In January the city commission of Sweetwater, Florida, approved a money-raising plan to sell guns confiscated by police to Lou’s Gun Shop in nearby Hialeah, which according to one national study sells more guns that are later used in crimes than any other dealer in the state.
Roy Boothe Jr., 18, was arrested after allegedly attempting to rob a convenience store near York, Pennsylvania, in January. Surveillance video showed he threatened the two female clerks, aged 18 and 24, with a tire iron, but almost immediately the women started punching and kicking him, and soon he was on the floor begging them to stop.

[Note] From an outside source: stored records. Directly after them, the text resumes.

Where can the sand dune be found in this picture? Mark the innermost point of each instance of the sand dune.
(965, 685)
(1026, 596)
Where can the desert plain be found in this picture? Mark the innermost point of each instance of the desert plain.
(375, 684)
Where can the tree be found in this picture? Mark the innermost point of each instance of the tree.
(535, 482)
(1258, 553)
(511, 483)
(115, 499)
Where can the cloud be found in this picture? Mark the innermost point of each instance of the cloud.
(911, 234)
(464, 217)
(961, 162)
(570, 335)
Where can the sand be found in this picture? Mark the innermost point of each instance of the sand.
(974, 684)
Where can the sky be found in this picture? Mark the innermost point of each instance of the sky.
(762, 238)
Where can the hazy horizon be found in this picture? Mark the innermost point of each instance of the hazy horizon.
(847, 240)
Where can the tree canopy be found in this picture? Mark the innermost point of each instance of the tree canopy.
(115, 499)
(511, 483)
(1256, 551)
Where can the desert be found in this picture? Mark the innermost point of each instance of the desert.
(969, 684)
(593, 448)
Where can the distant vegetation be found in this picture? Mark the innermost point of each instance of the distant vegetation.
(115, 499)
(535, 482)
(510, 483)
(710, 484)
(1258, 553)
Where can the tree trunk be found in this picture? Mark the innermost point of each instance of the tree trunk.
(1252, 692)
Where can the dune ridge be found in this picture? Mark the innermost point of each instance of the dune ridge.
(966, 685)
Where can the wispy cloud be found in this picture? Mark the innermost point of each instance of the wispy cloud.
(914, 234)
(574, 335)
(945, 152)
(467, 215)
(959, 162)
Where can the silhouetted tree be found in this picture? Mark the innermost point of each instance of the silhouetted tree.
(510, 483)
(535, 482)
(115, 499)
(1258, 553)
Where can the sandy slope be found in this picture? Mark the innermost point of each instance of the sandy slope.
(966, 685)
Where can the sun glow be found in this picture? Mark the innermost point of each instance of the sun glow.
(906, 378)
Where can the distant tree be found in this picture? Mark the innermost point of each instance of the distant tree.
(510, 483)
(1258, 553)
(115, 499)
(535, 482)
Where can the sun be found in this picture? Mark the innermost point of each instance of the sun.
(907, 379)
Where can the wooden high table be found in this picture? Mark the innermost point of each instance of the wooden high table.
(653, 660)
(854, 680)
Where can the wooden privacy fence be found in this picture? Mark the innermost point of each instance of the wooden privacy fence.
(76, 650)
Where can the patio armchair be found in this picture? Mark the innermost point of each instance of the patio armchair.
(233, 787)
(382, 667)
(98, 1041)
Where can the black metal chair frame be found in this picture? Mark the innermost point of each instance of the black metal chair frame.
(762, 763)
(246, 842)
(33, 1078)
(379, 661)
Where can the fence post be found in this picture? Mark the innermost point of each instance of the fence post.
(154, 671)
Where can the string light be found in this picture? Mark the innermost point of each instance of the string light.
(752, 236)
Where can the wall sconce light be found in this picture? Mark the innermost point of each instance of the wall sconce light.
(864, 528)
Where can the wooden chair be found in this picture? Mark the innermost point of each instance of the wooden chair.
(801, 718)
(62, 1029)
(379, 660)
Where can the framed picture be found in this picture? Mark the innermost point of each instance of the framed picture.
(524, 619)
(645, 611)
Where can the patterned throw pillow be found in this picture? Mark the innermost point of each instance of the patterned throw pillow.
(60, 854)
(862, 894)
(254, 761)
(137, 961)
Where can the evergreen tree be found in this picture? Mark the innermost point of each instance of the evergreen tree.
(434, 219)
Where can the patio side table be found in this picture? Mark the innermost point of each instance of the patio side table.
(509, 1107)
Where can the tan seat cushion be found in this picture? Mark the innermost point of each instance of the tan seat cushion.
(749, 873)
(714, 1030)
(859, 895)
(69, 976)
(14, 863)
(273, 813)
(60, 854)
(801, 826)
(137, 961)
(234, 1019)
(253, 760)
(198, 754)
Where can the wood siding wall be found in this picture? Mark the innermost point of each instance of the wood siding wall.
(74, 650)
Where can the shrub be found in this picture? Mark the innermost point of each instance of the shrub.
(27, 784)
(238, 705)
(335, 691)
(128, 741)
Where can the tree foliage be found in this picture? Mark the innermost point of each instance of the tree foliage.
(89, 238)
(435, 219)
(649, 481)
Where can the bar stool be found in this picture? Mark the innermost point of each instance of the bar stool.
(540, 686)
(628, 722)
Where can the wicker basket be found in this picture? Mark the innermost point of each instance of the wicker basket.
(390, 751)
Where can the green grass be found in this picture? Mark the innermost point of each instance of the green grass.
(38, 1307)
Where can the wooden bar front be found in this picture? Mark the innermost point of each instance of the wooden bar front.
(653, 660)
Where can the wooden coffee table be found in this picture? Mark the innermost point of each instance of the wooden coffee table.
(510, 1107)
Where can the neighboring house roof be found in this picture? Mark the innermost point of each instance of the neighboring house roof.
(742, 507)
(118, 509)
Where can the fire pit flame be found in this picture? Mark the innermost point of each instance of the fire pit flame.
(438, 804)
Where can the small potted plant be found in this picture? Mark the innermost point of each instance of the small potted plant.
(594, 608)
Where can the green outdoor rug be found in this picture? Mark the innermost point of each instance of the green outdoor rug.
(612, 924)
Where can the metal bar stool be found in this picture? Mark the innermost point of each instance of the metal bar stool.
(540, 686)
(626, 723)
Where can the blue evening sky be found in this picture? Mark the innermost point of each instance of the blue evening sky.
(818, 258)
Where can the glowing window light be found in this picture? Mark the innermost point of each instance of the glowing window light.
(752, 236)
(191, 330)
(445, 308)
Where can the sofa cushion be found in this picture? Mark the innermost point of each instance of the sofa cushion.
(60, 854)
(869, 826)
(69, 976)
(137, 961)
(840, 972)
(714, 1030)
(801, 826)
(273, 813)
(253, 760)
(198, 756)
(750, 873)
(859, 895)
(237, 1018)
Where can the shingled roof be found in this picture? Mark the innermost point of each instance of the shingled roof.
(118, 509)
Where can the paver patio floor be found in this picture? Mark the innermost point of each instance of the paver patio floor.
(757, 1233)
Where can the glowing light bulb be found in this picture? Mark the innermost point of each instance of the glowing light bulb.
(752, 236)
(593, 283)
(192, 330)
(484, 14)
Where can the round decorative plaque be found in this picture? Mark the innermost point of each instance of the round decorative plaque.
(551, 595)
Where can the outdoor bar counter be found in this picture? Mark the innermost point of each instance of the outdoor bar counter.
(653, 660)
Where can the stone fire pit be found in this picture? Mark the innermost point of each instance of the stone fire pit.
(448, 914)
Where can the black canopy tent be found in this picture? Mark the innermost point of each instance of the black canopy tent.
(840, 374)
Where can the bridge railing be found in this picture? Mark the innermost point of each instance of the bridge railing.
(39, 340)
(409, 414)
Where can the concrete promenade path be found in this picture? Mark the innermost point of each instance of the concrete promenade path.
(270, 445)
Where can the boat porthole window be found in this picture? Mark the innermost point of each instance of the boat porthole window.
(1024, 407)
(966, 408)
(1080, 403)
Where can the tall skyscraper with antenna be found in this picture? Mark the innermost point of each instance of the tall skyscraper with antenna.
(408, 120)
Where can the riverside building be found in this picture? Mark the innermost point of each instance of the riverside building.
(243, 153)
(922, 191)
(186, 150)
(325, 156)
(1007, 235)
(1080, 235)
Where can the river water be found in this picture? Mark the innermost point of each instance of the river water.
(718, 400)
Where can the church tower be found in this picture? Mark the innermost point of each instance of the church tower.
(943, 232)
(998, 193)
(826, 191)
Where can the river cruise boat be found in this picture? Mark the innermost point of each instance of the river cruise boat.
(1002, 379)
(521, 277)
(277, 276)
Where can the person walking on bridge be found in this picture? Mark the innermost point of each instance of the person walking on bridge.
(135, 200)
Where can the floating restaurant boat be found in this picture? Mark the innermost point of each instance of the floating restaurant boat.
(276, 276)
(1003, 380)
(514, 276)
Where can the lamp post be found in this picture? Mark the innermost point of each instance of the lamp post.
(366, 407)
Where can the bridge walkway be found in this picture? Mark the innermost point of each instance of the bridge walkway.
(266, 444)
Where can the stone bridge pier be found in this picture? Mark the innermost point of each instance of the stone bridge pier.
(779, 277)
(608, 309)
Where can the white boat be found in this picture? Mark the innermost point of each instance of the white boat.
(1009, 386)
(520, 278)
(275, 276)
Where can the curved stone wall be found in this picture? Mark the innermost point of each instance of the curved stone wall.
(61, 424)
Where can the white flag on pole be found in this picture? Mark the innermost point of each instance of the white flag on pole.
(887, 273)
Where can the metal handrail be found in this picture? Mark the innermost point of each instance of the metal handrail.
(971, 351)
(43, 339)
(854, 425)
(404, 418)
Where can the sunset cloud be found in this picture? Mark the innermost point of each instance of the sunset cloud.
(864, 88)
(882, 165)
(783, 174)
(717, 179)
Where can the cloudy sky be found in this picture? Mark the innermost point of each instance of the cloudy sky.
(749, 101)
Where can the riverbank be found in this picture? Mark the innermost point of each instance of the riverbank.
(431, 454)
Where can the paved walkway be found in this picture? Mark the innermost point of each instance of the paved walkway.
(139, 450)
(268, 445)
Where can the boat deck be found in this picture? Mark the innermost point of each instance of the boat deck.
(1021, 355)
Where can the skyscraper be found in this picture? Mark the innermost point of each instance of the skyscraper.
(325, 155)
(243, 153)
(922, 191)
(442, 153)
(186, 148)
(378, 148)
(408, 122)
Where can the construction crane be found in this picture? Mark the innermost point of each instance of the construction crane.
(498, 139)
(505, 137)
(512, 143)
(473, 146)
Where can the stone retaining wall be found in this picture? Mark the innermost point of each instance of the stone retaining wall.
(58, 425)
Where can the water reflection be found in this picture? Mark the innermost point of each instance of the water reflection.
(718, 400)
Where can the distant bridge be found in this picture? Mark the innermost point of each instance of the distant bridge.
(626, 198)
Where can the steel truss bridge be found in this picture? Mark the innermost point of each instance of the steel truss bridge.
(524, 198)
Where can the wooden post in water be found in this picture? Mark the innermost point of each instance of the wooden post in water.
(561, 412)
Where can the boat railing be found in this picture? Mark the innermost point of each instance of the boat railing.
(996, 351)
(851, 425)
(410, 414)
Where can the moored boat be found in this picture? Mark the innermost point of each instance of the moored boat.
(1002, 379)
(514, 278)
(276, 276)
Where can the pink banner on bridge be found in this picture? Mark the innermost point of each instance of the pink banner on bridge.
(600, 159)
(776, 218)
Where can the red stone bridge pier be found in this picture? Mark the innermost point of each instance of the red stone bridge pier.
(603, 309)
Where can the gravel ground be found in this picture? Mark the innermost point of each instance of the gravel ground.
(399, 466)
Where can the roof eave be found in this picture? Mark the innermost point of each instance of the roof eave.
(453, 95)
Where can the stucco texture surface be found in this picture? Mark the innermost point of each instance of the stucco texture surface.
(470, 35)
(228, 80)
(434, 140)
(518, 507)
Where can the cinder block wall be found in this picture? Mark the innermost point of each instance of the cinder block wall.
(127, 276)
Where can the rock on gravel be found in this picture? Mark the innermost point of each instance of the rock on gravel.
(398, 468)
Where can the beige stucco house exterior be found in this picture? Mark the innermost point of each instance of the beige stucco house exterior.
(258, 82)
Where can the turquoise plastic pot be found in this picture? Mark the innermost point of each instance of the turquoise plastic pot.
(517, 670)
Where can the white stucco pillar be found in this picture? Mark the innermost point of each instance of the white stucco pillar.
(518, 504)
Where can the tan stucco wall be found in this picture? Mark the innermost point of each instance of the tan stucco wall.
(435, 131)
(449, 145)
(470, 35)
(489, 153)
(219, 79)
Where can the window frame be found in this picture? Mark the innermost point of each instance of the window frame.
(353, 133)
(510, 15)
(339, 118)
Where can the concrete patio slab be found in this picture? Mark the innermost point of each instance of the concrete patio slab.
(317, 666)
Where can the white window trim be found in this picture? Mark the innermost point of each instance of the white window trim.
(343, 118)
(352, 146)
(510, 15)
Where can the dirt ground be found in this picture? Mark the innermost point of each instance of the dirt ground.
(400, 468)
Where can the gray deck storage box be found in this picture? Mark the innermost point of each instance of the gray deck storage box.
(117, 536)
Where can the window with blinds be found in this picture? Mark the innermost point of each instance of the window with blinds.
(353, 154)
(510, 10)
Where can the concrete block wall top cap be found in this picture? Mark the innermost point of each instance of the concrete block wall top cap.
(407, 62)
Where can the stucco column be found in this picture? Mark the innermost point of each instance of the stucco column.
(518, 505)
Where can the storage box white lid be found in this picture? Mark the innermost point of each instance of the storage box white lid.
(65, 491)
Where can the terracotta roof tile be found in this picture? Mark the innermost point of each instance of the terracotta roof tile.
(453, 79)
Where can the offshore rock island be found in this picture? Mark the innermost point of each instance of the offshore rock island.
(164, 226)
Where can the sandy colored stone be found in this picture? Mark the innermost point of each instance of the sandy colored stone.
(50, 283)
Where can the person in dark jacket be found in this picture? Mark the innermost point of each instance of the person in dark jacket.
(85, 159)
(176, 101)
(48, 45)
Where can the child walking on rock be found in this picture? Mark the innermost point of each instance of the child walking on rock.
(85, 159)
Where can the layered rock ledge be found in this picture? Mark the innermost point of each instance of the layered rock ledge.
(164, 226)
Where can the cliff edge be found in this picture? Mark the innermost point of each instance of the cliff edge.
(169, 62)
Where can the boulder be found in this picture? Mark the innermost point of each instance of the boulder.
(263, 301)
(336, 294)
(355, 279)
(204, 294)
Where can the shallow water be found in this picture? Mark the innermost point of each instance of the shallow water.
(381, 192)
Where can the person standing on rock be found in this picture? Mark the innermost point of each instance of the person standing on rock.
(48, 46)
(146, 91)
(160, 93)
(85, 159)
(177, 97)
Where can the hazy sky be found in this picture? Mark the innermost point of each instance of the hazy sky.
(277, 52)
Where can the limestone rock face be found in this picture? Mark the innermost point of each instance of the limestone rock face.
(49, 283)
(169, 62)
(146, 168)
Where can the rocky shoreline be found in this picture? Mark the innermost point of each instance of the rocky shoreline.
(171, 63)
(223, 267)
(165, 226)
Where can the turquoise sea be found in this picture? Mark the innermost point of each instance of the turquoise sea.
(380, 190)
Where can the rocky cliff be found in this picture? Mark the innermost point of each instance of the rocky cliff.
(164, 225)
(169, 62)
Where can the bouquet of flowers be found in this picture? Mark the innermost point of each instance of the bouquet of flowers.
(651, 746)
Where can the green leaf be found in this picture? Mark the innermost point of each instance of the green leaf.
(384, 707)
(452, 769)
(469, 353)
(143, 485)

One night last summer in Durango, Colorado, Taylor Ostergaard and Lindsey Zellitti, then 17 and 18, decided to bake cookies and leave them anonymously on neighbors’ doorsteps with heart-shaped notes saying “Have a great night.” But 49-year-old Wanita Young said hearing strangers at her door at 10:20 PM and finding the mysterious batch of cookies caused her to suffer an anxiety attack, requiring treatment at an emergency room the next day. The girls’ families offered to reimburse Young for medical expenses, but Young declined, saying their apologies were insufficiently sincere, and in January a court ordered Ostergaard and Zellitti to pay Young $930. (Listeners of a Denver radio station subsequently donated more than enough money to cover the fine.)